Who did this for you, Mexicana?
When did you contact Amex, after the Mexicana/AA itinerary was in place?


----------



## travelguy (Dec 4, 2007)

thinze3 said:


> Who did this for you, Mexicana?
> When did you contact Amex, after the Mexicana/AA itinerary was in place?




*Amex MR Points to Mexicana to AA FF Tickets Procedure*

1.	Enter the Mexicana FF info in the Amex MR site and “link” to your Amex MR account.  You need to do this only once.
2.	Check American Airlines web site and determine which FF itinerary to use.  Confirm with AA FF operator.  Print flight information.
3.	Call Mexicana FF Dept: 800-531-7901.  Explain that you want to book a AA FF with Mexicana FF miles and that you will transfer Amex MR to your Mexicana FF account once the AA FF tickets are on hold.  Note that each Mexicana FF account used for a ticket will be a separate reservation.
4.	Give the Mexicana FF Dept the trip info including connecting cities and flight numbers.  THEY SAY THAT THEY CANNOT BOOK THE FLIGHTS WITHOUT THE CONNECTING AND FLIGHT # INFO!
5.	Give the Mexicana FF Dept your Amex Rewards # starting with “1M”.  They will tell you how many miles need to be transferred into the Mexicana FF account.
6.	The tickets will be held by Mexicana for 15 days.  You will receive a record locater number for each reservation.
7.	Transfer the appropriate number of Amex MR points to the Mexicana FF account on the Amex MR web site.
8.	Wait for the miles to show up in your Mexicana FF account.  Can take up to 14 days.
9.	Contact the Mexican FF Dept and ask them to convert the AA FF tix reservation to tix.  They will give you an AA record locater number.  The charge is $60 for each ticket by Mexicanna PLUS taxes ($10 each to Hawaii).
10.	Wait 24 hours and call AA FF.  Tell them the flight #s to get confirmation #, confirm the tickets, get seats, etc.

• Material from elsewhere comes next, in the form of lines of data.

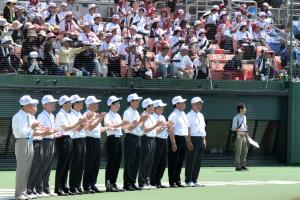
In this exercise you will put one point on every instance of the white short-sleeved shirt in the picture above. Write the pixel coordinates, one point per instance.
(112, 118)
(163, 134)
(150, 122)
(130, 115)
(180, 122)
(196, 123)
(74, 117)
(20, 125)
(47, 120)
(62, 119)
(96, 132)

When the smoke cleared, we somehow still had 11,000 miles left in our Mexicana FF accounts.  Now if I can just move them back to Amex MR or AA FF accounts ....


----------



## thinze3 (Dec 5, 2007)

Excellent!

I am hoping to put together a plan for a second honeymoon to Europe in the next two years using a combination of Amex points and MR rewards points. It is begining to look like I will have enough Amex points for the two round trip business class tckets with one additional European stop. (approx. 200,000 pts.) By next year I wil have more than enough MR points for the two CAT 7 certs and/or sampler certs.

The best flight option appears to be AA which Amex does not convert to. Continental, of course would work best, but has limited availability. I am now trying to study other airlines including domestic, european, canadian, etc.. Also will be checking different east coast starting points.

This is why we all love TUG!  





travelguy said:


> *Amex MR Points to Mexicana to AA FF Tickets Procedure*......
> 
> .....When the smoke cleared, we somehow still had 11,000 miles left in our Mexicana FF accounts.  Now if I can just move them back to Amex MR or AA FF accounts ....


----------